If $f: X \to Y$ is continuous and $E \subseteq X$ is closed and bounded, $f(E)$ is closed and bounded? I'm trying to think of a counterexample to the claim if $f: X \to Y$ is continuous and $E \subseteq X$ is closed and bounded $f(E)$ is closed and bounded.  Here, $X$ and $Y$ are metric spaces.  Obviously, in Euclidean spaces this would be true, since continuity preserves compactness and compactness is equivalent to closed and bounded by Heine-Borel.
Help is appreciated.
 A: Let $X=Y=\Bbb{R}$ and $f$ be the identity. Equip $Y$ with the standard metric and $X$ with the bounded metric $d(x,y)=\min(|x-y|,1)$. Then $f$ is continuous, and $X$ is closed and bounded (as a subset of itself) but its image $Y$ is not bounded.

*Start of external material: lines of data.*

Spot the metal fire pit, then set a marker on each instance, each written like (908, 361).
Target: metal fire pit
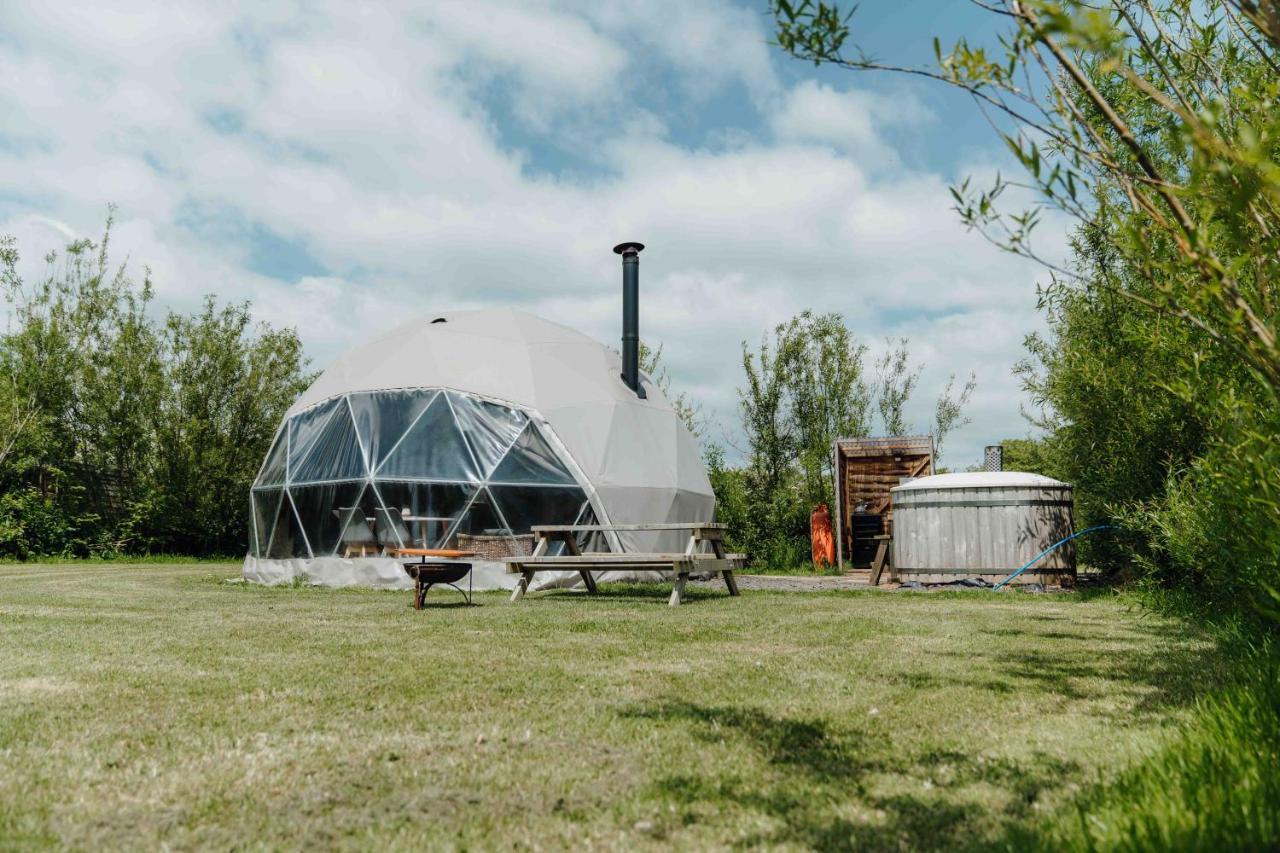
(429, 574)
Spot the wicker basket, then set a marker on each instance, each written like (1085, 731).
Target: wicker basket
(497, 547)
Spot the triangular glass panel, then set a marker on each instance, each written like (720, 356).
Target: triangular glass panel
(336, 452)
(488, 427)
(524, 506)
(266, 506)
(531, 460)
(419, 514)
(273, 469)
(383, 418)
(481, 529)
(305, 429)
(287, 537)
(433, 448)
(329, 511)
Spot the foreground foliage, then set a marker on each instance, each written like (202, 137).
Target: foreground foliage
(124, 433)
(804, 387)
(161, 706)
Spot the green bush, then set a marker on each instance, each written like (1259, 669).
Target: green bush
(1214, 788)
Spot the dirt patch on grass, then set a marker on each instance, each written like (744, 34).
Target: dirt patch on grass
(39, 685)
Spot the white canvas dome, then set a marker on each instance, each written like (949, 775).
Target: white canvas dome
(472, 424)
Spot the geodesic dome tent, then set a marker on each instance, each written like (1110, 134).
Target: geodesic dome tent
(464, 430)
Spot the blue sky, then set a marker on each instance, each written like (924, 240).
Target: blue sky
(347, 165)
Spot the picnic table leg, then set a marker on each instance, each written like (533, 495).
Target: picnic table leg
(730, 580)
(522, 585)
(677, 593)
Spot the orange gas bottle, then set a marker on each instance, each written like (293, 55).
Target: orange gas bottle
(823, 539)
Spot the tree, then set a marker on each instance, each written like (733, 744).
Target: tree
(124, 434)
(689, 411)
(805, 387)
(1153, 124)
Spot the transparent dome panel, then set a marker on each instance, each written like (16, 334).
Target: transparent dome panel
(384, 416)
(524, 506)
(274, 468)
(325, 511)
(287, 538)
(432, 448)
(531, 460)
(305, 429)
(265, 506)
(490, 429)
(336, 454)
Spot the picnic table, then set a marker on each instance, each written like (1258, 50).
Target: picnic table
(693, 560)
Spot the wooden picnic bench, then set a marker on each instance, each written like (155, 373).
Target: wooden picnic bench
(693, 560)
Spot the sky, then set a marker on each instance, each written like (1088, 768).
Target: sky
(346, 167)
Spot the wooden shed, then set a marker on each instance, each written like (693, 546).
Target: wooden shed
(865, 470)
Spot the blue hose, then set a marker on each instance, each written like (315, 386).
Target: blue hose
(1050, 550)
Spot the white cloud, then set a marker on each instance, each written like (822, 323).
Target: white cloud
(373, 138)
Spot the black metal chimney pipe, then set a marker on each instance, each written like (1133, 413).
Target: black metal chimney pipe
(630, 252)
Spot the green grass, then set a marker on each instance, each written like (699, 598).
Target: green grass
(158, 705)
(1216, 787)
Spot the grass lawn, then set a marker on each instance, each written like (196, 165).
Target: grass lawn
(159, 705)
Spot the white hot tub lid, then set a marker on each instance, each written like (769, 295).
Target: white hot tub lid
(981, 480)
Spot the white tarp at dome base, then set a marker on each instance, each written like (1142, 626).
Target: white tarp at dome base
(464, 430)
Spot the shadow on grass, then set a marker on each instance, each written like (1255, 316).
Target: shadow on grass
(818, 790)
(656, 592)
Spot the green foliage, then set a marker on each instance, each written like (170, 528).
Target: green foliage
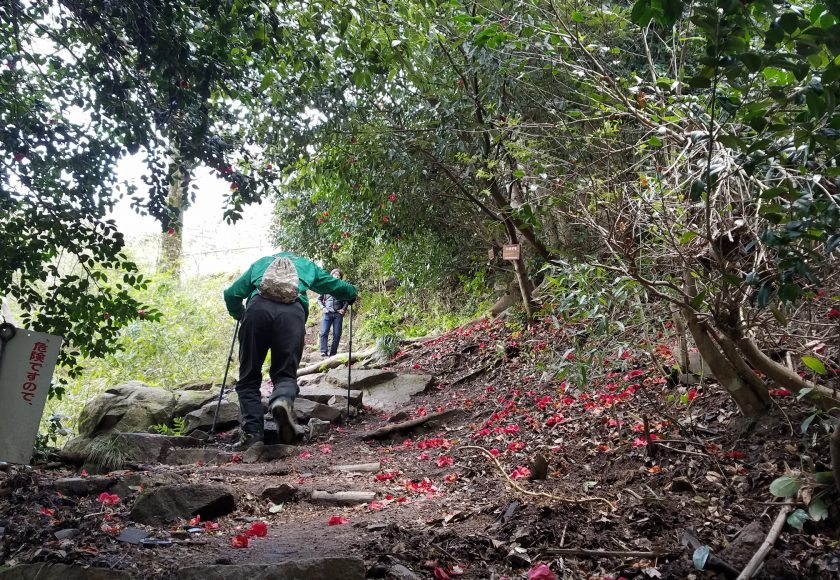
(189, 342)
(49, 438)
(107, 454)
(775, 78)
(176, 429)
(578, 292)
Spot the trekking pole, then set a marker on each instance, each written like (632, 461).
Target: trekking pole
(349, 356)
(224, 380)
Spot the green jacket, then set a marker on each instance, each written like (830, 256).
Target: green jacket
(310, 277)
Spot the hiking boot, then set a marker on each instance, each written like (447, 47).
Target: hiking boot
(248, 441)
(281, 410)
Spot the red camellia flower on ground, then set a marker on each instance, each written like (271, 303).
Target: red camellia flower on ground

More examples: $X=(0,1)$, $Y=\Bbb{R}$, $f(x)=1/x$, $E=X$. Here the image is neither closed nor bounded.
$X=(0,1)$, $Y=\Bbb{R}$, $f(x)=x$, $E=X$. Here the image is bounded but not closed.
A: Actually you need a stronger condition on the metric space, namely total boundedness. This property says that for every $\epsilon>0$, there exists finitely many balls of radius $\epsilon$ such that their union covers the whole space. The proof is this:
Let $(M,d_1)$ total bounded metric space, and $f:M\rightarrow N$ a uniformly continuous function, and $E\subseteq M$ closed and bounded, choose a finite set of pairs $(x_i,\epsilon_i)$ with $x_i\in f(E)$ and $\epsilon_i>0$, in a way that the set of open sets $f^{-1}(B(x_i,\epsilon_i))$ cover $E$, it can be done for the condition of total boundedness and uniformly continuity. This says that $f(E)$ is bounded.
But as Chris Eagle showed, the set $f(E)$ need not be closed.